Parliamo di un artista emigrato negli Stati Uniti e proveniente da una delle zone più lontane del crinale appenninico: Sant’Annapelago.Fu un artista del tutto particolare perché le sue opere, alcune delle quali sono esposte nella Collezione permanente dell’Art Museum della Northern University di Chicago, non sono normali sculture. Aldo Piacenza, o meglio Aldobrando, divenne famoso in tutto l’Illinois, e oltre, per l’arte nel realizzare le birds houses, ovvero le casette per volatili da collocare nei giardini. Nelle case americane, avere la casetta per i volatili, è altrettanto usuale come da noi la cuccia per il cane. In questo particolare settore, Aldobrando Piacenza era un vero e proprio genio, forse per la passione per la natura acquisita nella sua terra natale sull’Appennino modenese, o forse per quella particolare maestrìa di intagliatore avvezzo a lavorare il legno tipico delle nostre montagne. Costruì veri e propri monumenti ricorrendo all’arte dell’intaglio e della lavorazione del legno, riproduzioni di antiche cattedrali e di palazzi delle capitali europee che aveva visto solo sui libri di storia e di geografia. Era nato a Sant’Annapelago nel 1888, e a soli 14 anni, nel 1902 era emigrato negli Stati Uniti. Fu poeta, pittore, considerato artista folk che non è la stessa cosa di un artista naif: continuava una tradizione popolare e non per questo aveva uno sguardo ingenuo.

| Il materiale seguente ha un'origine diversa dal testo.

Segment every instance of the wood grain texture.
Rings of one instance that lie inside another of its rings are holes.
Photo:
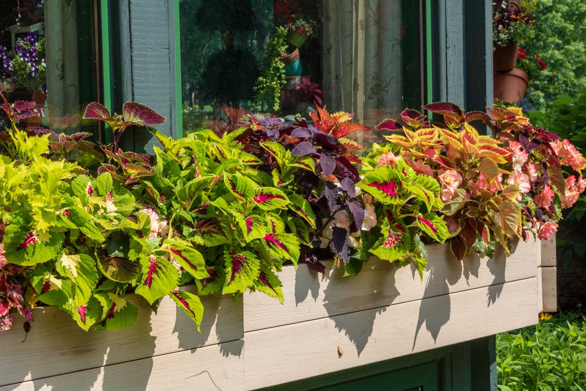
[[[0,391],[240,391],[243,355],[240,339],[5,386]]]
[[[456,261],[447,246],[427,246],[429,263],[423,282],[414,268],[397,269],[373,259],[356,277],[342,277],[342,270],[326,263],[324,276],[300,265],[283,268],[279,277],[285,301],[260,293],[244,297],[244,331],[304,322],[362,310],[418,300],[537,276],[539,243],[520,242],[505,261],[498,249],[493,259],[469,255]]]
[[[557,269],[555,266],[539,268],[541,278],[542,311],[557,311]]]
[[[556,254],[556,234],[550,236],[549,240],[541,240],[541,266],[556,266],[557,259]]]
[[[195,287],[185,287],[192,290]],[[243,336],[242,301],[227,296],[202,297],[204,314],[200,329],[169,298],[156,313],[137,295],[127,296],[139,306],[138,317],[121,331],[86,332],[69,315],[55,307],[35,308],[35,322],[25,339],[15,324],[2,334],[0,385],[18,383],[76,370],[145,358],[199,346],[234,341]],[[53,359],[58,357],[59,359]],[[30,371],[30,372],[29,372]]]
[[[254,390],[524,327],[536,277],[244,333]],[[492,301],[491,297],[495,297]],[[338,346],[343,354],[338,356]]]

Visse a Chicago e sempre lì morì nel 1976. Lavorò come giardiniere, commesso, cameriere e fu anche proprietario di una gelateria. Insieme ad Aldobrando erano emigrati da Sant’Annapelago, in diversi periodi degli inizi del Novecento, dal 1900 al 1923, altri fratelli, zii e cugini di Aldobrando: Angelo, Antonio, Bernardo, Cesare, Emilio, Giovanni, Pellegrino, Fortunato, solo per citarne alcuni.
Anche a Sant’Annapelago vivono ancora alcuni Piacenza, e i nomi sono sempre gli stessi che ricorrono, come nelle tradizioni italiane delle antiche famiglie: c’è sempre un Domenico, un Enrico e un Francesco.